6 1.3. Perumusan Masalah Perairan Pelabuhan Tanjung Priok merupakan pelimpahan akhir 3 (tiga) sungai, yakni Sungai Sunter, Japat dan Lagoa. Pelabuhan Tanjung Priok, fungsi utamanya sebagai sarana transportasi laut, namun di dalam kawasan Pelabuhan Tanjung Priok terdapat berbagai kegiatan lainnya. Kegiatan tersebut meliputi perkantoran, kegiatan industri, pergudangan dan pemukiman penduduk. Dengan semakin meningkatnya pertumbuhan dunia industri, pertambahan penduduk, dan pemanfaatan sumberdaya yang ada di daratan akan memberikan kontribusi yang besar terhadap beban pencemaran yang masuk melalui ketiga sungai di atas ke perairan pelabuhan. Kualitas air di dalam lingkungan pelabuhan (khususnya perairan di dalam batas dam/breakwater) masih sangat dipengaruhi kualitas air yang masuk dari sungai-sungai yang bermuara di pelabuhan, yaitu: Sungai Kresek (Sunter Baru), Lagoa dan Japat. Secara umum rendahnya kualitas air yang masuk mempunyai nilai amoniak yang tinggi, kecerahan yang sangat rendah, berbau serta tingginya benda terapung. Kualitas air tersebut secara bertahap membaik ke arah tengah perairan akibat tercampurnya air yang berasal dari sungai dan dari lautan (PELINDO II, 2005).

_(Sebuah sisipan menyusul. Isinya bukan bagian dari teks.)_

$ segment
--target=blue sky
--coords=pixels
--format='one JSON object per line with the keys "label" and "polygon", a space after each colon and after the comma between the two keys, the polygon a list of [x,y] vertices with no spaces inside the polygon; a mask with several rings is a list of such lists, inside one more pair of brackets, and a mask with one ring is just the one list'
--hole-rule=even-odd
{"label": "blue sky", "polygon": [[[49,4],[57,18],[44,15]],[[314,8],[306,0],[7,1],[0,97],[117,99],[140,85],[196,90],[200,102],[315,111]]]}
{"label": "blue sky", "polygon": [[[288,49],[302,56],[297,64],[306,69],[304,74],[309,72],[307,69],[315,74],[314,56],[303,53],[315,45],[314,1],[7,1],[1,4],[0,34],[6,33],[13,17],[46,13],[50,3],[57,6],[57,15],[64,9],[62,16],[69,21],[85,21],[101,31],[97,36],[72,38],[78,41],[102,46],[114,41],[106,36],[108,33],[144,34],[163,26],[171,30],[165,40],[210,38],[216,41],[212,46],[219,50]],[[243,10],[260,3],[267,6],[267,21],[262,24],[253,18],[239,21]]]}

Parameter kualitas air yang diteliti berdasarkan hasil penelitian sebelumnya (PPLH LP IPB, 1994), meliputi parameter fisika: TSS dan suhu, serta parameter kimia: ph, salinitas, oksigen terlarut, BOD 5, COD, Amoniak, detergent, dan logam (besi, tembaga, timbal, dan kadmium). Berdasarkan hasil penelitian tersebut, nampak bahwa pada umumnya kualitas perairan Pelabuhan Tanjung Priok cenderung mengalami penurunan dari waktu ke waktu. Menurut Sutjahjo et al, (2005), sampah per kapita penduduk di Jakarta Utara adalah sebesar 2,51 liter per hari, yang terangkut adalah sebesar 2,24 liter per hari. Dan yang tidak terangkut sebesar 0,27 liter per hari, berdasarkan asumsi bahwa sampah yang tidak terangkut akan terbuang melalui sungai, salah satunya melalui ketiga sungai yang bermuara di perairan Pelabuhan Tanjung Priok Jakarta Utara. Untuk mengatasi hal tersebut, perlu strategi pengelolaan kualitas perairan yang komprehensif dengan melibatkan semua stakeholder sehingga dapat dirumuskan suatu strategi pengelolaan kualitas perairan yang sesuai dengan

7 permasalahan yang dihadapi. Langkah yang sebaiknya dilakukan untuk sampai pada penentuan strategi pengelolaan perairan yang tepat adalah mengidentifikasi kondisi perairan, yakni dengan mengetahui beban limbah pencemaran yang masuk ke perairan melalui ketiga sungai yang ada dan limbah dari aktivitas pelabuhan itu sendiri, sehingga data dan informasi yang ada dapat dijadikan bahan acuan untuk menyusun strategi pengelolaan kualitas air perairan Pelabuhan Tanjung Priok. 1.4. Tujuan Penelitian Secara umum, penelitian ini bertujuan untuk mengetahui kondisi perairan di Tanjung Priok, dan secara khusus penelitian bertujuan untuk: 1. Mengetahui beban pencemar di perairan Pelabuhan Tanjung Priok, ditinjau dari parameter fisik, kimia, dan mikrobiologis, 2. Mengetahui kapasitas asimilasi di perairan Pelabuhan Tanjung Priok, ditinjau dari parameter fisik-kimia, dan 3. Menyusun strategi pengelolaan kualitas kawasan perairan Pelabuhan Tanjung Priok berdasarkan beban pencemar yang masuk. 1.5. Manfaat Penelitian Manfaat yang diharapkan dari penelitian ini adalah: 1. Sebagai bahan masukan bagi pemerintah dalam pengelolaan perairan Pelabuhan Tanjung Priok, 2. Sebagai bahan informasi bagi komponen masyarakat yang terlibat langsung pada penggunaan perairan Pelabuhan Tanjung Priok, dan 3. Sebagai bahan informasi bagi peneliti selanjutnya di perairan Pelabuhan Tanjung Priok.